Des pratiques culturelles sous la loupe

Des pratiques culturelles sous la loupe

Festival La Roque d'Anthéron 2020

Festival de piano de la Roque d’Anthéron, août 2020. Les enfants du baby boom forment l’essentiel du public de la musique classique.

Ce mois de juillet est parue la dernière enquête sur les pratiques culturelles en France, conduite en 2018.

La rareté de cette enquête – une par décennie environ –, la profondeur du champ couvert et la cohérence de cette série dont la première livraison remonte à 1973 en fait une lecture très attendue. Chaque nouvelle sortie permet de dessiner avec un peu plus de précision ces pratiques et leur évolution des pratiques.

On a donc tout particulièrement guetté cette dernière mouture, celle de la deuxième décennie de ce siècle, tout à la hâte de mesurer les effets de la numérisation de la culture.

La lecture de l’analyse des résultats par les sociologues Philippe Lombardo et Loup Wolff (un nom qui ne s’invente pas)[1] ne nous a pas déçue à cet égard: elle est tout simplement passionnante.

Principaux enseignements

Deux résultats nous paraissent particulièrement éclairants.

D’abord l’étude vérifie que le numérique joue un rôle déterminant sur les pratiques culturelles.

Ensuite la génération du baby-boom, que l’on peut suivre depuis les années 1970, n’a jamais cessé d’être une insatiable consommatrice de culture.
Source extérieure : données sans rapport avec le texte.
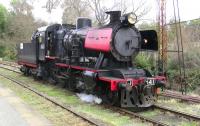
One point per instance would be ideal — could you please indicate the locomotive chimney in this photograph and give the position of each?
(114, 16)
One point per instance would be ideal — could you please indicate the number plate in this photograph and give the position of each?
(150, 81)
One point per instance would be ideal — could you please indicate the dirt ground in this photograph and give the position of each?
(14, 112)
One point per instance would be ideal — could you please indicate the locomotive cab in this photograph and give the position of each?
(98, 60)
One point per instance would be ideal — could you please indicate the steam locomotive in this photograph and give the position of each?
(95, 60)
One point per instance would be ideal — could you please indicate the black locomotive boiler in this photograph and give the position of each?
(95, 60)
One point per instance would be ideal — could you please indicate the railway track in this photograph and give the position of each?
(65, 107)
(177, 95)
(121, 110)
(137, 115)
(178, 113)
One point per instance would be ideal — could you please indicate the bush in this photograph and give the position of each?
(2, 50)
(144, 61)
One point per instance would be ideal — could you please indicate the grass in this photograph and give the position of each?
(55, 114)
(69, 98)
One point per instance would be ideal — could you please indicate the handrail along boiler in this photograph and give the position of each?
(95, 60)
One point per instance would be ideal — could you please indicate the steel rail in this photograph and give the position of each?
(177, 95)
(183, 114)
(135, 115)
(68, 108)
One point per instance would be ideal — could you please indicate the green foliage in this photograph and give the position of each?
(2, 50)
(193, 78)
(3, 18)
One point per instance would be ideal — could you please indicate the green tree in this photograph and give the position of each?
(3, 18)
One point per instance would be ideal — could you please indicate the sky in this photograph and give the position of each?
(189, 9)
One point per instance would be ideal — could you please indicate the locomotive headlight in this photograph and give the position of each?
(132, 18)
(128, 19)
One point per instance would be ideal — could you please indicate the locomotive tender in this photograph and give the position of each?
(95, 60)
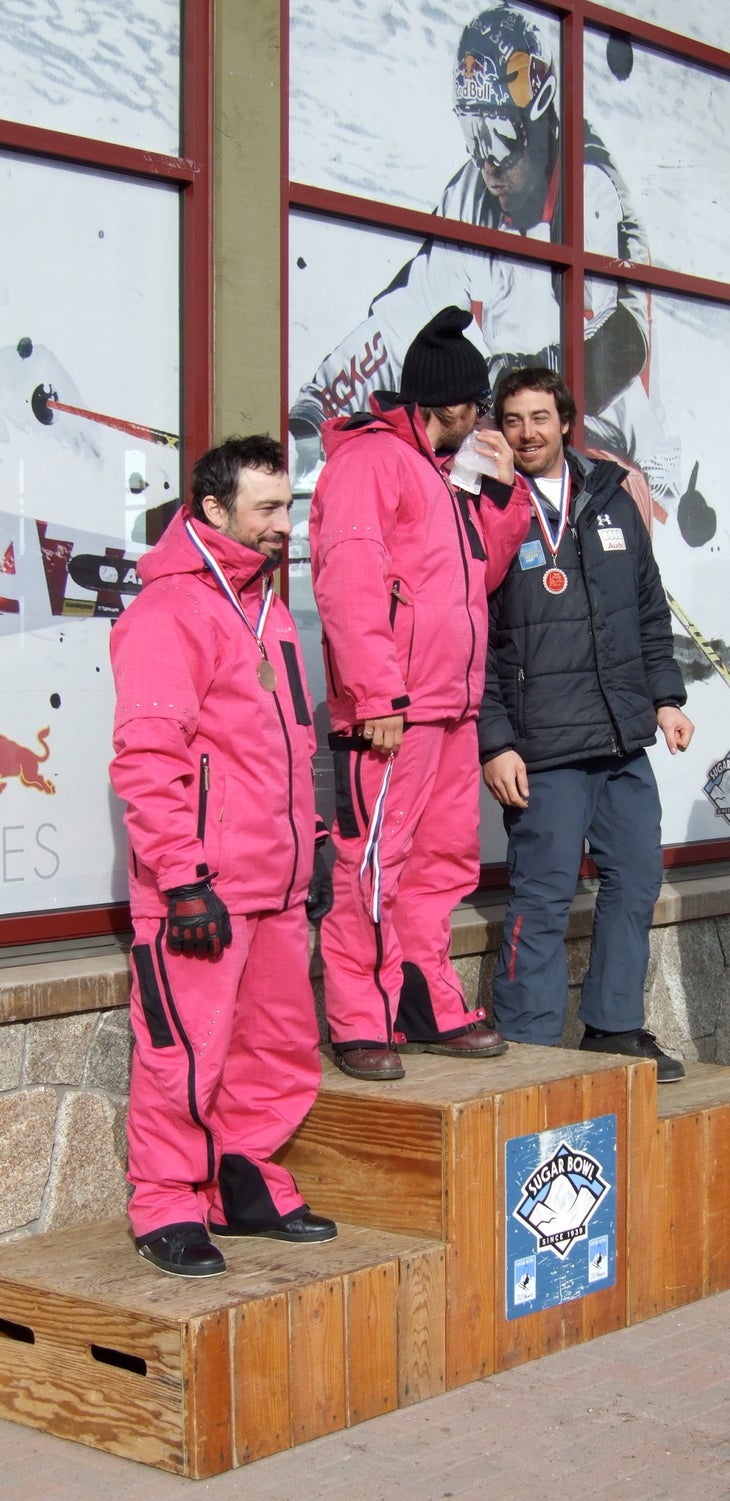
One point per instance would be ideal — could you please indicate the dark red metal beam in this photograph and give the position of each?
(81, 150)
(197, 237)
(410, 221)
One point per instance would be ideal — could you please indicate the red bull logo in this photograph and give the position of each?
(23, 763)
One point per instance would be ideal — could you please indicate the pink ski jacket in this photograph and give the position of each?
(401, 565)
(214, 769)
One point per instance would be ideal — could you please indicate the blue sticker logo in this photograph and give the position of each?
(717, 787)
(559, 1215)
(530, 554)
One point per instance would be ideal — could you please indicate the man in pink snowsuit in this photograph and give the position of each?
(401, 565)
(214, 745)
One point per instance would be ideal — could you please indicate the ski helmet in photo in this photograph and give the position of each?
(503, 83)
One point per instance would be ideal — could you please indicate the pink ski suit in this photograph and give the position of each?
(401, 565)
(217, 778)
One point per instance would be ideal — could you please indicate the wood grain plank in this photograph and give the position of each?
(515, 1114)
(54, 1383)
(208, 1396)
(684, 1210)
(717, 1200)
(319, 1386)
(470, 1242)
(421, 1326)
(371, 1303)
(262, 1399)
(646, 1290)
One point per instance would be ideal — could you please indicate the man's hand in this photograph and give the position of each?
(676, 728)
(506, 779)
(496, 448)
(385, 734)
(320, 895)
(197, 920)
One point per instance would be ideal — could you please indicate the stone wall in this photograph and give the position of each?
(65, 1042)
(63, 1087)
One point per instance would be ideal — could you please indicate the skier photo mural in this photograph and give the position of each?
(460, 114)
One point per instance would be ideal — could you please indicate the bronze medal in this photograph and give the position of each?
(555, 581)
(266, 676)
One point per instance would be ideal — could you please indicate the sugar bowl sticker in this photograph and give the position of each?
(561, 1215)
(717, 787)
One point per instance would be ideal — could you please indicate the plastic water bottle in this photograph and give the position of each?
(470, 463)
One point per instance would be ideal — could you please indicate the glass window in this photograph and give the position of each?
(108, 71)
(89, 470)
(660, 153)
(663, 427)
(472, 119)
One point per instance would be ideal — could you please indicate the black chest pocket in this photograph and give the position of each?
(295, 683)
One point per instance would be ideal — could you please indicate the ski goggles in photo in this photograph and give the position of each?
(496, 138)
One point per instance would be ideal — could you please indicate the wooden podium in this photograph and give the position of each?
(407, 1302)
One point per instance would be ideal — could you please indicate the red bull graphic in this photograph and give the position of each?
(21, 761)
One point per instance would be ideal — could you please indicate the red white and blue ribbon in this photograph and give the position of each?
(227, 587)
(553, 538)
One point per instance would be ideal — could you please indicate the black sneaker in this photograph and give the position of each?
(301, 1230)
(185, 1251)
(637, 1043)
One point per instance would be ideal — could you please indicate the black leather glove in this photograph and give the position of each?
(197, 920)
(320, 895)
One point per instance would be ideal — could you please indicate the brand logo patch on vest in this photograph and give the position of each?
(612, 539)
(530, 554)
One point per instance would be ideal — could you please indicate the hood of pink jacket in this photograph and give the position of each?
(176, 554)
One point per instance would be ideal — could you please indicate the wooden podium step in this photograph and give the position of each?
(428, 1155)
(205, 1375)
(433, 1180)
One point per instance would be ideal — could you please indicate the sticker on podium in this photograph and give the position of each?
(561, 1215)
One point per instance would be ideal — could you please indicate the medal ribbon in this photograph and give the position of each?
(230, 593)
(553, 538)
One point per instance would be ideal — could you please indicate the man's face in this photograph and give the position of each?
(260, 514)
(454, 427)
(512, 183)
(535, 433)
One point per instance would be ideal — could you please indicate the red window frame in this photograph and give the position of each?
(193, 173)
(568, 257)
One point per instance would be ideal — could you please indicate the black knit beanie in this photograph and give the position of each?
(440, 366)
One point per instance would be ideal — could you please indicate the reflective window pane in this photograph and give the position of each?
(655, 174)
(104, 69)
(89, 473)
(440, 110)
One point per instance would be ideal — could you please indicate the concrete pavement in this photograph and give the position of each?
(642, 1414)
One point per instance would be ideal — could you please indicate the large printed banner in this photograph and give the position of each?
(392, 93)
(89, 473)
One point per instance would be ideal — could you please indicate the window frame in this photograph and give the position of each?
(193, 174)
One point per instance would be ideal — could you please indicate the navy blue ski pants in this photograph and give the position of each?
(615, 805)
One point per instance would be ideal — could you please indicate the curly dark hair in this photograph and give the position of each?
(536, 377)
(218, 472)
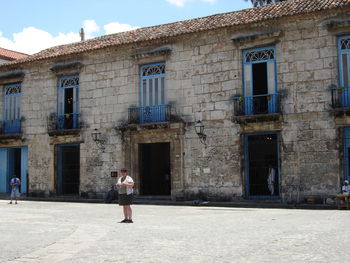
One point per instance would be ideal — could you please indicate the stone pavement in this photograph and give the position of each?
(86, 232)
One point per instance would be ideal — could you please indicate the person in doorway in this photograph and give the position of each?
(345, 189)
(126, 184)
(14, 183)
(271, 179)
(111, 195)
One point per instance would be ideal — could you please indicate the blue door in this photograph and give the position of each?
(13, 161)
(24, 169)
(344, 70)
(346, 153)
(4, 177)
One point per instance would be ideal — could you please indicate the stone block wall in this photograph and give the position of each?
(203, 73)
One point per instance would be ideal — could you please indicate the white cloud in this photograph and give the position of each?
(181, 3)
(32, 40)
(178, 3)
(90, 27)
(116, 27)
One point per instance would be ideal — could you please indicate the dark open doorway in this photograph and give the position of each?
(260, 87)
(262, 156)
(155, 169)
(68, 169)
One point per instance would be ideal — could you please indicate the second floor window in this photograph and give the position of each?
(260, 88)
(68, 102)
(12, 109)
(344, 61)
(12, 102)
(152, 90)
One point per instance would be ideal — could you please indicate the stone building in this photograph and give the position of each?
(10, 55)
(269, 85)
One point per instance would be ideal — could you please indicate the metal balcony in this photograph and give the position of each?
(340, 97)
(257, 104)
(8, 127)
(149, 114)
(57, 122)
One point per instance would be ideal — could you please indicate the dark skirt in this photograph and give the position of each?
(125, 199)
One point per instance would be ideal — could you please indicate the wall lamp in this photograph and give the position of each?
(199, 128)
(97, 138)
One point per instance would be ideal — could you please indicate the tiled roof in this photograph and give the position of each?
(247, 16)
(11, 55)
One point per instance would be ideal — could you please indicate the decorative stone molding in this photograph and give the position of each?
(154, 51)
(264, 38)
(11, 76)
(70, 66)
(335, 25)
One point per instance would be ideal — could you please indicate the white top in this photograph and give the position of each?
(128, 180)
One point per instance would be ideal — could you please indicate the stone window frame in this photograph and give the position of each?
(341, 54)
(271, 69)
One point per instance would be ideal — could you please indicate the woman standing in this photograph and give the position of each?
(126, 184)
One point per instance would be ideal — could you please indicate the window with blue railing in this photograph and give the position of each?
(67, 116)
(11, 123)
(260, 85)
(153, 107)
(341, 94)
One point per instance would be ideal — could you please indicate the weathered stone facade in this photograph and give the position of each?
(204, 71)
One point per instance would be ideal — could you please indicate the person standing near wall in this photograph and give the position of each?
(126, 184)
(15, 183)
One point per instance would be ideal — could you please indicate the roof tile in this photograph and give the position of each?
(247, 16)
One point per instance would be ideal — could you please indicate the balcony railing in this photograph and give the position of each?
(10, 126)
(58, 122)
(257, 104)
(149, 114)
(340, 97)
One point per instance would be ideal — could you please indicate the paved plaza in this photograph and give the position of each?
(82, 232)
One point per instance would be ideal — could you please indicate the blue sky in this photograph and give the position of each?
(29, 26)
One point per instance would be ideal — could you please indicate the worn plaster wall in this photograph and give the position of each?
(203, 72)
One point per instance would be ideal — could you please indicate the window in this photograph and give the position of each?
(260, 88)
(12, 108)
(152, 84)
(68, 102)
(343, 92)
(152, 94)
(344, 61)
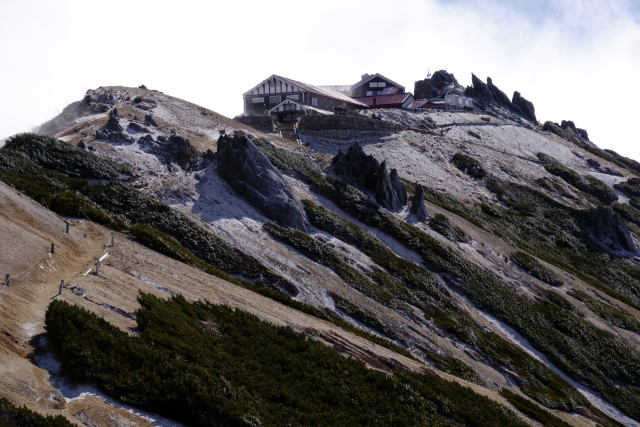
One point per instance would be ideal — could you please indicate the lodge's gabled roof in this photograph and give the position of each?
(371, 77)
(309, 88)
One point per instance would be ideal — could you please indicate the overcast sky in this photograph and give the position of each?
(575, 59)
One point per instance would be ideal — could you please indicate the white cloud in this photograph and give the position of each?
(575, 59)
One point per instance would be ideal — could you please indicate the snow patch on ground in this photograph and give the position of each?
(517, 339)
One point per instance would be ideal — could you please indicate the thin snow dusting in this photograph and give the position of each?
(45, 358)
(517, 339)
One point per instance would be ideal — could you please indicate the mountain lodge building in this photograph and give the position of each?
(285, 100)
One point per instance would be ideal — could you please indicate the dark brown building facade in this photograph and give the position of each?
(266, 97)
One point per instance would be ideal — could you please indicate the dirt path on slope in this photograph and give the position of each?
(501, 247)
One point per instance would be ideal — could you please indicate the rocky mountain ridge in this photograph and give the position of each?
(481, 245)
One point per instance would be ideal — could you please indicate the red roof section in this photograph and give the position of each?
(381, 101)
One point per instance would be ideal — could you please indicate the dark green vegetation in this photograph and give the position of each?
(584, 183)
(469, 165)
(122, 208)
(607, 311)
(442, 224)
(630, 187)
(551, 231)
(537, 381)
(64, 158)
(382, 291)
(554, 187)
(620, 160)
(609, 155)
(532, 411)
(207, 364)
(24, 163)
(630, 214)
(532, 266)
(13, 416)
(532, 221)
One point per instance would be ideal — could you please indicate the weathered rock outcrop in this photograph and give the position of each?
(488, 95)
(149, 120)
(441, 83)
(249, 172)
(417, 208)
(112, 131)
(525, 106)
(568, 130)
(366, 172)
(176, 149)
(604, 231)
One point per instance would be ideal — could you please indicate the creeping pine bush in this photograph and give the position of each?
(443, 225)
(205, 364)
(584, 183)
(14, 416)
(540, 225)
(532, 266)
(469, 165)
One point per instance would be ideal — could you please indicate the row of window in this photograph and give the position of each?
(275, 99)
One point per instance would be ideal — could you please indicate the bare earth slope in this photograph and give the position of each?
(165, 142)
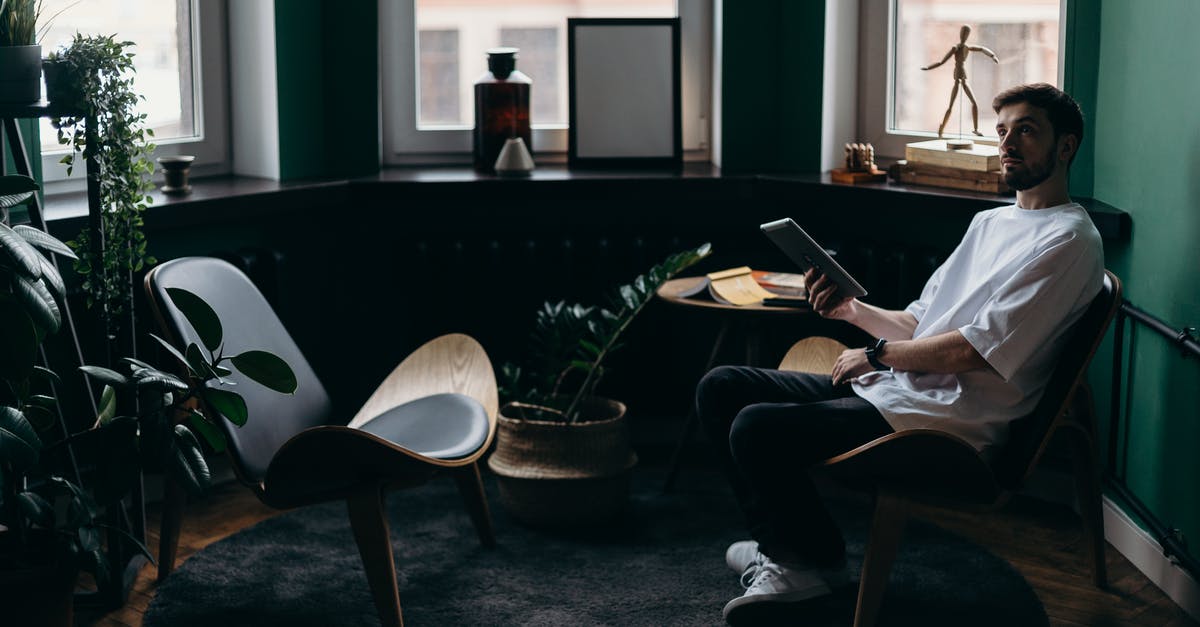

Aucune des générations suivantes n’a une pratique aussi intensive, ce qui peut inciter à nourrir quelques craintes pour l’avenir de certaines industries culturelles.

Voyons d’un peu plus près ce que cela signifie pour les pratiques culturelles de l’écrit, évoquées dans les questions consacrées à la lecture, aux bibliothèques, ainsi qu’à la presse.

La lecture

La lecture est probablement l’exception qui confirme la règle: c’est le secteur culturel dont la pratique a le moins été influencée par le numérique. Je souligne à dessein ce terme, car le numérique a très tôt affecté le processus de production des livres. Cette dualité, abondamment explorée dans d’autres billets de blogs, a fait que la lecture numérique tarde toujours à s’épanouir, et que nombre d’entreprises s’y sont cassé les dents.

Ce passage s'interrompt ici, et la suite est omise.